Because anything strong enough to slow down an S-tier would be strong enough to seriously threaten his own team.
He looked at the girls. Sweating, bruised, running low on mana but still ready. Still sharp. Still trusting him to make the right call.
’If we want a chance at winning, we’d have to move deeper anyhow.’
’Tomorrow,’ he decided. ’We go deeper tomorrow.’
“Let’s retire for today,” Kaiden said. “Tomorrow will be a hard day.”
…
Back in their private wing, located inside the Runewoven guild hall, Kaiden checked the standings.
The day hadn’t been a waste. Even with Ashbound stealing kills, the sheer volume of clusters they’d pushed through meant the numbers moved. The gap to fourth had shrunk. The gap to third remained stubborn because every point Kaiden earned, Ash was skimming a percentage off the top.
But Kaiden wasn’t looking at third place anymore.
He was looking at the map. At the deep northern zones where no rookie-track team had ventured. At the density markers that the association had flagged as “extreme caution” and most guilds had interpreted as “do not enter.”
’If the parasite wants to follow the host…’
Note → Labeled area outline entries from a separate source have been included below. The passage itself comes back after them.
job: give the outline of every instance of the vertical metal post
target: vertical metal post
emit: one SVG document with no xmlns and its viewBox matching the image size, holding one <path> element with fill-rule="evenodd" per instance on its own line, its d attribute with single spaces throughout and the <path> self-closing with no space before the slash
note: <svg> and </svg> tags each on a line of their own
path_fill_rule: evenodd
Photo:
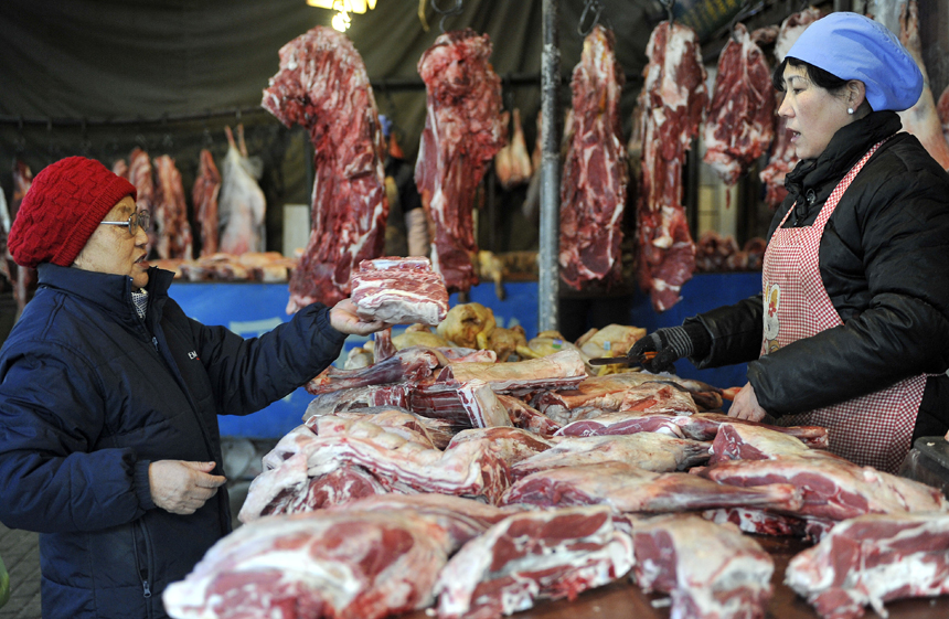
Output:
<svg viewBox="0 0 949 619">
<path fill-rule="evenodd" d="M 558 329 L 557 300 L 561 274 L 558 242 L 561 224 L 561 140 L 557 135 L 561 95 L 561 50 L 558 0 L 543 0 L 543 40 L 541 55 L 541 252 L 537 277 L 537 330 Z"/>
</svg>

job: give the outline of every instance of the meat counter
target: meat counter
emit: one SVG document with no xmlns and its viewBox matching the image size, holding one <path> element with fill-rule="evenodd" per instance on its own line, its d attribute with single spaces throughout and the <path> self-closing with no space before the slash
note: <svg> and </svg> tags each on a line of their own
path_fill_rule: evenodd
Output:
<svg viewBox="0 0 949 619">
<path fill-rule="evenodd" d="M 788 562 L 808 547 L 793 537 L 771 537 L 756 535 L 761 547 L 775 559 L 775 575 L 771 584 L 775 594 L 768 604 L 766 619 L 820 619 L 820 616 L 803 598 L 783 584 Z M 886 604 L 889 619 L 945 619 L 949 617 L 949 596 L 939 598 L 917 598 L 894 600 Z M 403 619 L 431 619 L 435 613 L 419 610 L 399 615 Z M 635 617 L 636 619 L 669 619 L 669 596 L 664 594 L 643 594 L 628 578 L 611 585 L 580 594 L 574 601 L 541 600 L 534 608 L 511 615 L 511 619 L 614 619 Z M 867 609 L 866 619 L 878 616 Z"/>
<path fill-rule="evenodd" d="M 660 327 L 681 324 L 695 313 L 734 303 L 760 291 L 760 273 L 696 274 L 683 287 L 683 299 L 663 313 L 655 313 L 649 298 L 636 295 L 630 301 L 628 324 L 653 331 Z M 510 281 L 504 284 L 504 299 L 498 299 L 494 285 L 482 282 L 471 289 L 469 300 L 491 308 L 498 327 L 521 324 L 527 339 L 537 334 L 537 282 Z M 171 297 L 184 313 L 204 324 L 223 324 L 245 338 L 259 335 L 274 329 L 289 317 L 286 313 L 289 290 L 284 282 L 188 282 L 175 281 Z M 449 302 L 457 305 L 458 295 Z M 599 325 L 605 327 L 605 325 Z M 396 329 L 396 333 L 398 329 Z M 337 365 L 342 366 L 350 349 L 361 346 L 367 338 L 350 335 Z M 695 370 L 687 361 L 676 362 L 678 373 L 719 387 L 745 384 L 745 365 Z M 246 417 L 221 417 L 223 436 L 248 438 L 279 438 L 300 424 L 300 418 L 313 396 L 299 388 L 260 412 Z"/>
</svg>

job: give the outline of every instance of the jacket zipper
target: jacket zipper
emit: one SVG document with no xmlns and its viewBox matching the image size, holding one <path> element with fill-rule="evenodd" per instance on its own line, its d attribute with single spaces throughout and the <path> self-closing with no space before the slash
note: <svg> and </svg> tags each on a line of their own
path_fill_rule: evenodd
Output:
<svg viewBox="0 0 949 619">
<path fill-rule="evenodd" d="M 142 557 L 139 555 L 139 552 L 138 552 L 138 548 L 139 548 L 138 534 L 139 534 L 139 532 L 141 533 L 141 538 L 142 538 L 142 542 L 145 543 L 145 557 L 143 557 L 145 558 L 145 566 L 141 565 L 140 559 Z M 131 536 L 132 536 L 132 544 L 134 544 L 132 547 L 135 548 L 135 567 L 138 570 L 138 576 L 139 576 L 139 579 L 141 580 L 141 597 L 143 597 L 146 600 L 148 600 L 149 598 L 151 598 L 151 583 L 150 583 L 150 578 L 149 578 L 150 575 L 149 575 L 149 568 L 148 568 L 148 565 L 150 563 L 149 556 L 151 555 L 151 545 L 149 544 L 148 533 L 145 530 L 145 523 L 141 521 L 141 519 L 137 520 L 134 523 L 132 530 L 131 530 Z M 146 612 L 147 612 L 148 617 L 152 616 L 151 605 L 148 604 L 148 601 L 146 601 Z"/>
</svg>

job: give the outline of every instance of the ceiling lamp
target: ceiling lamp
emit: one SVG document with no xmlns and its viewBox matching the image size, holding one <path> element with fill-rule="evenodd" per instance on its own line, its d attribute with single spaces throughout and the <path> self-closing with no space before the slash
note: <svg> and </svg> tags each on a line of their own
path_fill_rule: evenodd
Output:
<svg viewBox="0 0 949 619">
<path fill-rule="evenodd" d="M 366 9 L 375 9 L 376 0 L 307 0 L 310 7 L 338 11 L 333 15 L 332 25 L 340 32 L 349 30 L 352 20 L 350 13 L 364 13 Z"/>
</svg>

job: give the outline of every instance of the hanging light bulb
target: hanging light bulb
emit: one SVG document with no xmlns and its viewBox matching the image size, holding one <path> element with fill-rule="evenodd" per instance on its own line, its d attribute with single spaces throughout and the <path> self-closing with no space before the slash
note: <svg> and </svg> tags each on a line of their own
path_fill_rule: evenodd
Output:
<svg viewBox="0 0 949 619">
<path fill-rule="evenodd" d="M 335 30 L 340 32 L 345 32 L 350 28 L 350 23 L 352 20 L 350 19 L 349 13 L 344 10 L 340 9 L 340 12 L 333 15 L 333 21 L 331 22 Z"/>
</svg>

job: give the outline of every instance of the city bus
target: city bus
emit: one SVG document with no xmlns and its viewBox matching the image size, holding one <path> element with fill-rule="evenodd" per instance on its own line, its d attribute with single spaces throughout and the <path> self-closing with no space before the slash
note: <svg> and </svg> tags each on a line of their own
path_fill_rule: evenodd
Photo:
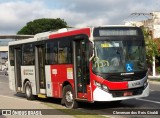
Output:
<svg viewBox="0 0 160 118">
<path fill-rule="evenodd" d="M 141 28 L 63 28 L 9 42 L 9 85 L 28 100 L 120 103 L 149 95 Z"/>
</svg>

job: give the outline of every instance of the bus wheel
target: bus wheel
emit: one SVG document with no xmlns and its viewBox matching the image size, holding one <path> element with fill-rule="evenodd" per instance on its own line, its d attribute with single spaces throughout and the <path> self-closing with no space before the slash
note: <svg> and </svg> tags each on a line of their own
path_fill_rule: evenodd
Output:
<svg viewBox="0 0 160 118">
<path fill-rule="evenodd" d="M 25 83 L 25 94 L 26 94 L 27 100 L 35 99 L 34 95 L 32 95 L 32 87 L 29 81 Z"/>
<path fill-rule="evenodd" d="M 78 103 L 75 101 L 73 94 L 73 89 L 70 85 L 65 86 L 63 89 L 63 100 L 67 108 L 75 109 L 78 107 Z"/>
</svg>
He looked at his girls, already settling in for the night, finding their comfortable places. Aria leaned against his shoulder. Luna was busy cursing very colorfully. Nyx was egging the stormy girl on. Bastet sat near the fire with her eyes closed. Calypso was trying to convince Alice that her horn had grown another millimeter since that morning.
“It hasn’t.”
“Measure it.”
“I’m a Conduit, not a ruler. Dumb demon! Stop using your tits to think!”
“What? But I’m really smart.”
“Hah? Said who?”
“Ask literally anyone besides the Choco Kitty. She’s jealous of my strength, smarts, and beauty.”
“Am I?” Bastet purred.
The demoness ignored the tanned feline and observed Alice. “By the way, have you considered growing bigger ones?”
“???”
The little sister looked ready to throw hands with the demoness.
The demoness looked ready to throw hands with the little sister.
“Try to get along…” Kaiden sighed.
The bickering was endless in this group, he noted with a tired mind.
Then he sighed again, watching Ash’s stream and how he was far too smug about his team’s performance today.